I blinked. It hadn’t occurred to me that anyone would want to know. “Film.”

“So why study them? Why not make them?” He sounded more eastern European with every word. “The world needs good movies more than it needs academics.”

“And what if the academics are good?”

“Good, bad. Doesn’t make a difference,” he said offhandedly. “It’s all garbage.”

The wind rushed out of my lungs as if I’d been punched in the stomach. “I don’t believe that. I don’t believe that at all.”

Rocky looked sideways at me, hands tightening momentarily on the wheel. His eyebrows furrowed for a moment, and I could have sworn I saw a flicker of pity in his black eyes. Then he looked at the road again. “That’s good. You’ll do well here.”

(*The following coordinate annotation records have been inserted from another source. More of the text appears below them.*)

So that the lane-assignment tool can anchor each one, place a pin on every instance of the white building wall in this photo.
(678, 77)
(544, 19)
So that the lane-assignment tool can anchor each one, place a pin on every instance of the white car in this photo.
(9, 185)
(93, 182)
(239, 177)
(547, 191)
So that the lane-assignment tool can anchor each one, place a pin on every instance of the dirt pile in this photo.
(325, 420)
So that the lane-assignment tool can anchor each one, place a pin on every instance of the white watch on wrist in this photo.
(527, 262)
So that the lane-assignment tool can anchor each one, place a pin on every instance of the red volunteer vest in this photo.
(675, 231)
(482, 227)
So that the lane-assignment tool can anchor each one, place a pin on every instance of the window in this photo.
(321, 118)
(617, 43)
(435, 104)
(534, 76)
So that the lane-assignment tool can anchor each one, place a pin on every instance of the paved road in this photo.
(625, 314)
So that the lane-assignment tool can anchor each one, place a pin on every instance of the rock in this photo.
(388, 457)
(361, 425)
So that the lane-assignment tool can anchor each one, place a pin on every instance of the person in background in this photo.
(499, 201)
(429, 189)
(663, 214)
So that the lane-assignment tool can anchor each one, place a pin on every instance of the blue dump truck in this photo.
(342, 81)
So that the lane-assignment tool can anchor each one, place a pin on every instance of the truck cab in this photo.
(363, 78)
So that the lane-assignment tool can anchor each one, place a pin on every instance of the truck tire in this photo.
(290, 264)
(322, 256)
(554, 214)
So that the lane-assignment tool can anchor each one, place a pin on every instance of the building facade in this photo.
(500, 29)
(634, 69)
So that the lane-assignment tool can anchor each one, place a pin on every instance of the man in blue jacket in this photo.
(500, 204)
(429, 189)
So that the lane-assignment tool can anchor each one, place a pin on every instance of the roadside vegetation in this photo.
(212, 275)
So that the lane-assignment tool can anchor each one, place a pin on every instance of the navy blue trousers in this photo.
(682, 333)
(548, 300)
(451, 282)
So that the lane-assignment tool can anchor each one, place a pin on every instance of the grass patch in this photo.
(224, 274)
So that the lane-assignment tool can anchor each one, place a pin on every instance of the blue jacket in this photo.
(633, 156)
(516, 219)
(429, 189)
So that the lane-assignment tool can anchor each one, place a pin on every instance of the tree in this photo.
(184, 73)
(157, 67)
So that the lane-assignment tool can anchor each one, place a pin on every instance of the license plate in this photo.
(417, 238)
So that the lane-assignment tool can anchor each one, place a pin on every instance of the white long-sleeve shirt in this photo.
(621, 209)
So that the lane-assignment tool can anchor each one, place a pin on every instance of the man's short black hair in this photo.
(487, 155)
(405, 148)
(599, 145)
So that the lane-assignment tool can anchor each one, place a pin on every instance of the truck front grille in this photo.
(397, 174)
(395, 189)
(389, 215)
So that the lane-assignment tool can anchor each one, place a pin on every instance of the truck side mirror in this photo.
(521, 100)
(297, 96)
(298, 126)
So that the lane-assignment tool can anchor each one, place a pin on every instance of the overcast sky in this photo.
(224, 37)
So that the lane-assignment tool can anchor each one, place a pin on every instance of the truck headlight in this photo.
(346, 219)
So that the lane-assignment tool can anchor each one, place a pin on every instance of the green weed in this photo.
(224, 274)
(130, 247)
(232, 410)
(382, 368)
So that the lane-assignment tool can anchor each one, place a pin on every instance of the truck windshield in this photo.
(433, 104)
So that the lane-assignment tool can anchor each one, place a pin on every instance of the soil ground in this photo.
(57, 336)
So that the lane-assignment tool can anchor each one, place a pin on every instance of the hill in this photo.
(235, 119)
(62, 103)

He turned the music back up.

 

* * *

 

 

The “farmhouse” was a two-story glass box set high up on a hillside surrounded by trees. From the gravel drive where Rocky parked the car behind a trail of hatchbacks and sedans, I could see straight into the large front room, an atrium with walls of glass and a dizzyingly high ceiling. The back wall, in contrast with the modernist furniture and glass walls, was weathered gray shiplap hung with giant sculptural farm machinery parts, three stories high, like the side of a barn sliced off and displayed in a museum showcase. In the open-plan kitchen, tin and cast-iron appliances were set in austere concrete blocks that seemed to rise from the concrete floor on their own. A floating staircase led up past the barn wall to a balcony perched high over the main room.